No. The dictionaries link to Wikipedia.

It is particularly worrying, says the WHO, that there are no new drugs imminent against gram-negative bacteria, which can cause pneumonia, bloodstream infections, wound or surgical site infections and meningitis.

Of the 50 antibiotics in the pipeline, 32 target pathogens listed by the WHO in 2017 as a global priority. But most of the drugs have only limited benefits when compared with existing antibiotics. Only two are active against the multi-drug resistant, gram-negative bacteria, which, says the WHO, are spreading rapidly and require urgent solutions.

Gram-negative bacteria, such as Klebsiella pneumoniae and Escherichia coli, can cause severe and often deadly infections. They are a particular threat for people with weak or under-developed immune systems, including newborn babies, ageing populations, and people undergoing surgery and cancer treatment.

This may be useful when we write the intro, but not now.

The exercise is to summarise what we have got.

— You are receiving this because you were mentioned.
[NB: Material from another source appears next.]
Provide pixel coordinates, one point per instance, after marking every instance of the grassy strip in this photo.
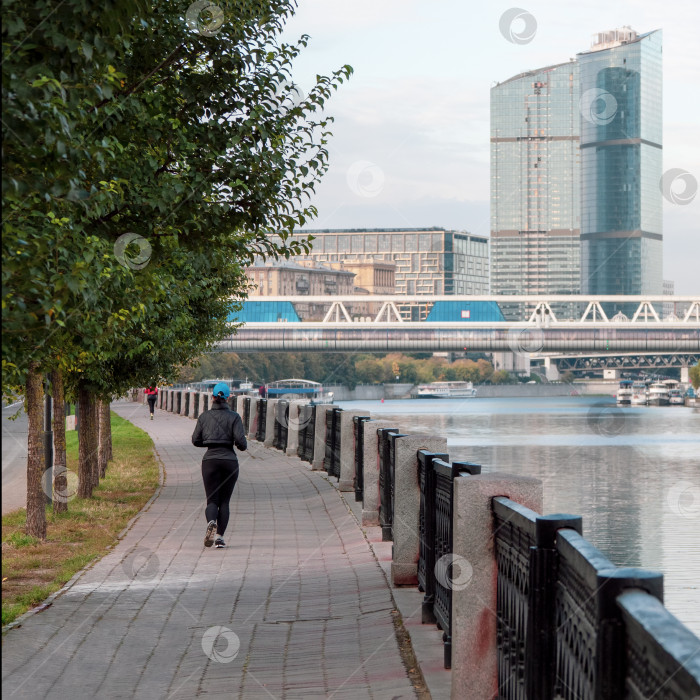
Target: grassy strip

Reply to this email directly, view it on GitHub https://github.com/petermr/CEVOpen/issues/64?email_source=notifications&email_token=AAFTCS7WJXZJJ5TWVDIGID3Q7BSE3A5CNFSM4JTZHSAKYY3PNVWWK3TUL52HS4DFVREXG43VMVBW63LNMVXHJKTDN5WW2ZLOORPWSZGOEJUBGUA#issuecomment-577246032, or unsubscribe https://github.com/notifications/unsubscribe-auth/AAFTCSYRIWWAV3LWGYHM2STQ7BSE3ANCNFSM4JTZHSAA .
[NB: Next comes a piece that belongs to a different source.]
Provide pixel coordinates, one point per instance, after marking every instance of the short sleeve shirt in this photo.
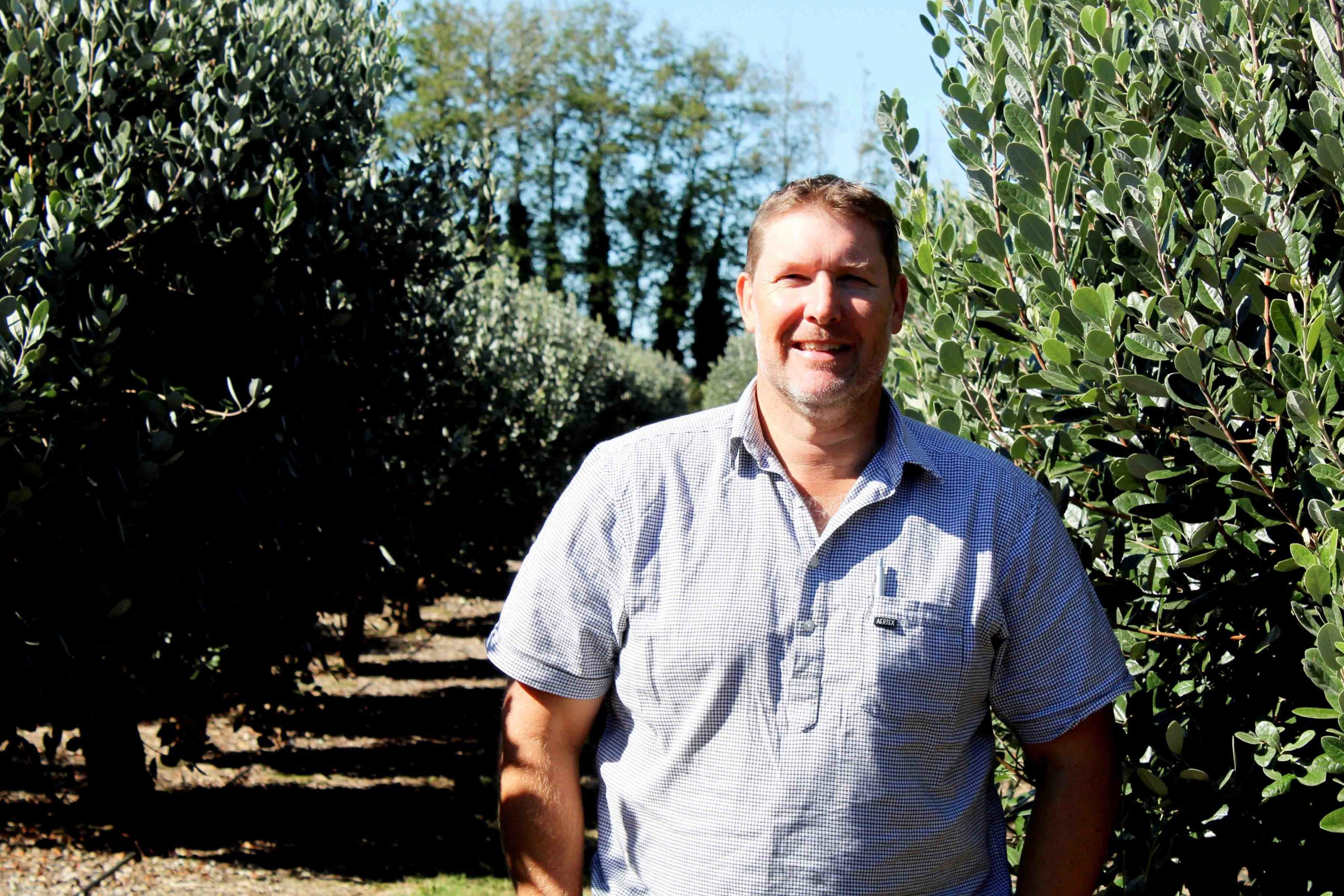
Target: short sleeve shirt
(797, 712)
-- Peter Murray-Rust Founder ContentMine.org and Reader Emeritus in Molecular Informatics Dept. Of Chemistry, University of Cambridge, CB2 1EW, UK

EmanuelFaria commented 4 years ago

They are the organisms used as targets. More generally we should use "target species". The only reason for using "microorganisms" is that the article uses that term. But they should be "medical" - so I think mosquitos, helminths, etc are worth keeping, but not targets of pheromones.

Changes made. Thanks.

EmanuelFaria commented 4 years ago

@petermr , can we now close this issue?